I also think that, you know, we have lots of good people who are looking around saying, you know what, I don't want to leave this world the way it is.
I want to leave it better.
Right.
And that, I think, is what we need.
You know, it's not it's not a bunch of selfish jerks saying, hey, how can I profit from the moment we have?
We're overflowing with people who want to leave the world a better place.
And that's that I think is the basis of a great movement.
I agree.
Our mass constituency is bigger than ever.
And the number of activists who are out there doing stuff off the grid. It's bigger
than ever.
When do you think you're going to have your book done?
Well, I wrote the draft is done and then I read it and I was like, no, I hadn't went back and
putting a lot more in.
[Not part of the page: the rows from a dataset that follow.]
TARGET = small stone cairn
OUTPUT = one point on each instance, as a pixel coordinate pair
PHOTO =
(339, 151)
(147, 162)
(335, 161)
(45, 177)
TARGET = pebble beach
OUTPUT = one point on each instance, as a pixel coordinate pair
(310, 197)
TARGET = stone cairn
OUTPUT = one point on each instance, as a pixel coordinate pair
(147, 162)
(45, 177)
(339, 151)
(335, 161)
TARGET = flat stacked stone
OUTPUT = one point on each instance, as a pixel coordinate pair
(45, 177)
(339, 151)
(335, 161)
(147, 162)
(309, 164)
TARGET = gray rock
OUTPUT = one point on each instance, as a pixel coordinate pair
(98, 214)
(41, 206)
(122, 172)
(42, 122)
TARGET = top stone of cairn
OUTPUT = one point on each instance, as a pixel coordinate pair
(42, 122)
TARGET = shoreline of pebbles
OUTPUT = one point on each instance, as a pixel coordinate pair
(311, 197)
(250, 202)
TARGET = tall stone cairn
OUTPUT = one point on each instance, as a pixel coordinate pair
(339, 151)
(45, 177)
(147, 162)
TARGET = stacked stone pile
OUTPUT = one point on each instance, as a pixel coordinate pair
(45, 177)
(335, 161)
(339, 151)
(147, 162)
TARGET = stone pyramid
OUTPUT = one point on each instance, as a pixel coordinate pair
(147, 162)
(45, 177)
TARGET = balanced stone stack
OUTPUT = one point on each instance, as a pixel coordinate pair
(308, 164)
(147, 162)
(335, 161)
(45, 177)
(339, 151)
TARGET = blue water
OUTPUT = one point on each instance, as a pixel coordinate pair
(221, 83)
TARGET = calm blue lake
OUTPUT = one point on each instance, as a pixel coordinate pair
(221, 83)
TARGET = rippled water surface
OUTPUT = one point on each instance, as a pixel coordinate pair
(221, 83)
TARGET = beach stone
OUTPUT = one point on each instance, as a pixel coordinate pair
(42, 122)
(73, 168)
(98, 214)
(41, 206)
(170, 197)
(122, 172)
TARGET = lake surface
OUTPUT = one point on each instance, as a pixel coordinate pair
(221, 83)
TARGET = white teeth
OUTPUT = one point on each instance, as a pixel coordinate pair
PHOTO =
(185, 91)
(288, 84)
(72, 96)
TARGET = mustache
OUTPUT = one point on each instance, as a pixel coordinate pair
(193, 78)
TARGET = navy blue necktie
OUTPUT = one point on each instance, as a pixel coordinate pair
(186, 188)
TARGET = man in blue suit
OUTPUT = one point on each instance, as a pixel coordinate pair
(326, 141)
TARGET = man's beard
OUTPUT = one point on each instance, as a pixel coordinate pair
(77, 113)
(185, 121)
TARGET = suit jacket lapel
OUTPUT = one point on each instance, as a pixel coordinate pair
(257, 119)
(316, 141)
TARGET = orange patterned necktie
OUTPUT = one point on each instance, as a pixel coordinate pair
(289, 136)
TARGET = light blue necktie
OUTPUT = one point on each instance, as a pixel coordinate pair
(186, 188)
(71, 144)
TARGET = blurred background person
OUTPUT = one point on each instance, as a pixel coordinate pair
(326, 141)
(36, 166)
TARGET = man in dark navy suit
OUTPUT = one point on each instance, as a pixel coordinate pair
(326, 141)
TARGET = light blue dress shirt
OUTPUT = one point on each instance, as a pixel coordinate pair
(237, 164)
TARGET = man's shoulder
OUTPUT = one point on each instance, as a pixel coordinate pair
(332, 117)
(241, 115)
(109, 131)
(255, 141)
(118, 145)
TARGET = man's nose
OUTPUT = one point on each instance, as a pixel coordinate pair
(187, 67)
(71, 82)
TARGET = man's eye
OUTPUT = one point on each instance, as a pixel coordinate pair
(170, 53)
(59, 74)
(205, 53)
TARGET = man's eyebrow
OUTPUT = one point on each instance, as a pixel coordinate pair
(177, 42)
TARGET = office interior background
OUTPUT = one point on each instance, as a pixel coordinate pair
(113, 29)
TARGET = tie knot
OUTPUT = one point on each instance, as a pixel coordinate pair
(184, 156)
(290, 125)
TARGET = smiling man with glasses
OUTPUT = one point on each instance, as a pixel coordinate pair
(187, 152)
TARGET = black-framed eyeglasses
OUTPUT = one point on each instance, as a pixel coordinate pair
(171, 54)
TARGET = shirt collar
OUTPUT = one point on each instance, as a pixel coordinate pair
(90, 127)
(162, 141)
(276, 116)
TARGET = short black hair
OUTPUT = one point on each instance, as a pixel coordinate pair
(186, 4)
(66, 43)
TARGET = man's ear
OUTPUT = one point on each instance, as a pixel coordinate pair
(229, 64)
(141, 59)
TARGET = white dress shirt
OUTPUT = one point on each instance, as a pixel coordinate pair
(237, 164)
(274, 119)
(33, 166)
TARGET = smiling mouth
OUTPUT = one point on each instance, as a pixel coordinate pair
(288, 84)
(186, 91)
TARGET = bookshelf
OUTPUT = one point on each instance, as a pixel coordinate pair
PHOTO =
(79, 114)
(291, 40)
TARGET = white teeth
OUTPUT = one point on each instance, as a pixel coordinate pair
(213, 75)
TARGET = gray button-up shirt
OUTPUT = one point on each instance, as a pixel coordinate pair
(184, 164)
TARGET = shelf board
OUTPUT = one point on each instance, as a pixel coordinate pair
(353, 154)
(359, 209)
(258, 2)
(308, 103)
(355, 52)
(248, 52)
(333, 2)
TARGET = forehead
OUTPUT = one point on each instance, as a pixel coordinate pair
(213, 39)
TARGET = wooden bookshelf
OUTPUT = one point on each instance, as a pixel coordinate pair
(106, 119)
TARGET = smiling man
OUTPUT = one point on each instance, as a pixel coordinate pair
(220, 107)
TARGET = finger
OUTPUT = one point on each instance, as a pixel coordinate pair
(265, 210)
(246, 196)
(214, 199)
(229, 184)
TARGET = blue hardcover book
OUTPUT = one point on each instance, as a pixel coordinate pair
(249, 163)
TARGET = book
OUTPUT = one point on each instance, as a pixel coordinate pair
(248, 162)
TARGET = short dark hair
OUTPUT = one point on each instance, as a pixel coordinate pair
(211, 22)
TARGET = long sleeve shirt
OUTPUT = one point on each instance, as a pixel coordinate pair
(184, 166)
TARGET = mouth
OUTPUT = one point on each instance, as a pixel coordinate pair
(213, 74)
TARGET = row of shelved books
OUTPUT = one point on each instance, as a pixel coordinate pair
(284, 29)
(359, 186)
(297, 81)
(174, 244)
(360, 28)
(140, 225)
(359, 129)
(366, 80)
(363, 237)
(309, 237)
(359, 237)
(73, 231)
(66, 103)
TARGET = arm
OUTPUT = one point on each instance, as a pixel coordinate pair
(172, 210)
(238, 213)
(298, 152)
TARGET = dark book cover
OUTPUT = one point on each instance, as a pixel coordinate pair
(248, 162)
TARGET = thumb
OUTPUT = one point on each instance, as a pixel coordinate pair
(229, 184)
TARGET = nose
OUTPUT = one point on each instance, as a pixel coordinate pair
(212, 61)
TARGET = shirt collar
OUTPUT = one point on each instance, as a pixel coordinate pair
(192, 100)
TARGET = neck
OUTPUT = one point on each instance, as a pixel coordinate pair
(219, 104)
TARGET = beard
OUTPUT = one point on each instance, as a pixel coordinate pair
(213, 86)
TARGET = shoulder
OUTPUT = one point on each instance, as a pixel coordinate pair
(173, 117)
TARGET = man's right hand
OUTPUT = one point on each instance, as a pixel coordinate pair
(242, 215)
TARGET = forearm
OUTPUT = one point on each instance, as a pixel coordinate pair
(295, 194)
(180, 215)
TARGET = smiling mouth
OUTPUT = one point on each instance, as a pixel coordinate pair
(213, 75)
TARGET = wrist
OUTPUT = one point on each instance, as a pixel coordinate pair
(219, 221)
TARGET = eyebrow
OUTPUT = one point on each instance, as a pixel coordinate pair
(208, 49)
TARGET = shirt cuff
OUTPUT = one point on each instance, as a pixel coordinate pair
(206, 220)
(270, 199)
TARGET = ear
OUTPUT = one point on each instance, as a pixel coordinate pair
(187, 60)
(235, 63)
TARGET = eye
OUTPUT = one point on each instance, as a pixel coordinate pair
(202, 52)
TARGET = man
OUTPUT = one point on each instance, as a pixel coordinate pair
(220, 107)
But next AmRen, I'll...
Oh, I'll put myself on the line and say, uh, not this upcoming conference, but by the next conference it'll be done.
Well, you know what?
Out, out, out, you know, so I will, uh, I will, I will say, I will make the same promise.
I have about three quarters of the way through.
I'm about like 80,000 words.
And then, you know, life happened and I had to put it all aside because of day job stuff and all that.
And then getting back to it, it's tough.
Uh, that, that's, uh, that's hard.
So.
So I, you know, I have, I'm almost there, but I will, I will commit to the next Amran.
All right.
We'll keep each other honest then.
We've put ourselves on the line for everybody.
So we'll, we'll end it with that.
Zemat, thank you very much.
This was really good.
And obviously I share your optimism and I want to tell everybody out there, like we are going to win.
And I know I have a reputation for being a short-term pessimist, but I'm also, Not just long-term optimist at this point, but medium-term optimist, and I think we're going to win, and I think we're going to see it.
And so, there's no reason to ever consider defeatism or thinking that things are just going to hell.
Things are actually going exactly the way we need to.